# I think Im becoming a cat lady for chickens



## biobacon (Aug 20, 2012)

So last night I picked up some ducks from some one who didnt want them anymore and today my wife comes home and tells me that people are coming over with chickens they cant keep any more. So I wanted 3-4 chickens and now I have 14 chickens and ducks. If we cant find them some where to go in 3 weeks Im having roasted chicken. They did bring over a silver Wyndot. Im keeping her


----------



## Grimm (Sep 5, 2012)

I warned you about chicken math.


----------



## biobacon (Aug 20, 2012)

Grimm said:


> I warned you about chicken math.


For a second a read chicken meth. Maybe same thing?
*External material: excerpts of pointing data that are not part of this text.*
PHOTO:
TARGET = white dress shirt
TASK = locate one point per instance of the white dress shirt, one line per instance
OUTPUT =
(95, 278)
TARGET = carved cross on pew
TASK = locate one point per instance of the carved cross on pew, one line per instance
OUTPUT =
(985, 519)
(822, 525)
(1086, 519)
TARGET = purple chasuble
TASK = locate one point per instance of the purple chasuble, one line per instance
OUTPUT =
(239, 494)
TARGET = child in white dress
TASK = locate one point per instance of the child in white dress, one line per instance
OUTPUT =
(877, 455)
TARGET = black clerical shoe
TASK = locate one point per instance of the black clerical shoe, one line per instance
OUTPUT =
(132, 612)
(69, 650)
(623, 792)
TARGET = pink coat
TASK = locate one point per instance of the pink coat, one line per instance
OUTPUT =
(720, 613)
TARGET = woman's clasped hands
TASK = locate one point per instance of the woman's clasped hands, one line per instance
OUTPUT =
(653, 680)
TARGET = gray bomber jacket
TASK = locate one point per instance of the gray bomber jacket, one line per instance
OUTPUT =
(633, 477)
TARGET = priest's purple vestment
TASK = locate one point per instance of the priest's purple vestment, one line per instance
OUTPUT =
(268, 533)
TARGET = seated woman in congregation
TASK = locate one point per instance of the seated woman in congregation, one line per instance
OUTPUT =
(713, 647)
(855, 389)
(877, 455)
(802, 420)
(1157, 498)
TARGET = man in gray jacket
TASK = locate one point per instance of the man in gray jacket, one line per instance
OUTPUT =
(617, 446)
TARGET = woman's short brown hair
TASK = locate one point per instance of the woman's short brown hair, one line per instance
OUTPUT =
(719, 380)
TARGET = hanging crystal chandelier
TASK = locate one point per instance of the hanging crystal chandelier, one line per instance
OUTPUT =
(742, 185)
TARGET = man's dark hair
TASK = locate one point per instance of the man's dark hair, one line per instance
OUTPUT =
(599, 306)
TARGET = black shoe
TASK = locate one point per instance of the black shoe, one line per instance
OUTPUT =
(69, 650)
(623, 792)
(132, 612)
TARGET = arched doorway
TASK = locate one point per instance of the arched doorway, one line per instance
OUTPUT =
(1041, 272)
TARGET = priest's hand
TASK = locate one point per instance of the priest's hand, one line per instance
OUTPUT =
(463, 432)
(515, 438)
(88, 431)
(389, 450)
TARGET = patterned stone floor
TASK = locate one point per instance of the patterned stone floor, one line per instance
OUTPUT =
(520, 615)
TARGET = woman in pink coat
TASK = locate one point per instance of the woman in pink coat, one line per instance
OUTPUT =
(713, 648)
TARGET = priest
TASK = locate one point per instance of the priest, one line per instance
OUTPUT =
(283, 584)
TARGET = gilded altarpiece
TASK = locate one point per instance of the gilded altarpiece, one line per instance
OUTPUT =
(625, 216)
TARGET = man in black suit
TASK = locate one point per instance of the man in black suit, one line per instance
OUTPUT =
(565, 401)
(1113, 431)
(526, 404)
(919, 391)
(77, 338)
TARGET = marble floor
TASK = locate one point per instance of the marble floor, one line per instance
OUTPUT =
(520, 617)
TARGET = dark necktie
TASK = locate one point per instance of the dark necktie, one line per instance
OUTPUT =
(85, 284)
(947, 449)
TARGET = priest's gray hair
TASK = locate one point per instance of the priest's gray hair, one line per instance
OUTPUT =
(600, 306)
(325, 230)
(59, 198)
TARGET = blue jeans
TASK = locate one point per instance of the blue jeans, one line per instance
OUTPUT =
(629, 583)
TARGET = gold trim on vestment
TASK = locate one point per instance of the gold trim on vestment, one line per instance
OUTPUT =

LOL


----------



## Grimm (Sep 5, 2012)

BTW you can house ducks and chickens together if both space and needs are met.


----------



## crabapple (Jan 1, 2012)

My son is getting three trio of turkeys, each trio is a different breed.
He also getting more chicks.


----------



## Cotton (Oct 12, 2013)

biobacon said:


> So last night I picked up some ducks from some one who didnt want them anymore and today my wife comes home and tells me that people are coming over with chickens they cant keep any more. So I wanted 3-4 chickens and now I have 14 chickens and ducks. If we cant find them some where to go in 3 weeks Im having roasted chicken. They did bring over a silver Wyndot. Im keeping her


Wish I lived closer... This week a raccoon got the last of the 4 hens I hatched out last summer. It'll be September before the chicks I got at tractor supply start laying... They have their wing feathers now... 3 weeks old.

Today I had to buy a dozen eggs from a neighbor...


----------



## Grimm (Sep 5, 2012)

Cotton said:


> Wish I lived closer... This week a raccoon got the last of the 4 hens I hatched out last summer. It'll be September before the chicks I got at tractor supply start laying... They have their wing feathers now... 3 weeks old.
> 
> Today I had to buy a dozen eggs from a neighbor...


Have you ever tried the heating pad mama method of brooding? I am trying it with the chicks I got on Tuesday. One of my girls already has tail feathers coming in! They hatched Monday.


----------



## UncleJoe (Jan 11, 2009)

Grimm said:


> BTW you can house ducks and chickens together if both space and needs are met.


We had the ducks and chickens living together all winter while the pond was frozen.


----------



## Stillmeadow (Apr 25, 2016)

Just like potatoe chips!


----------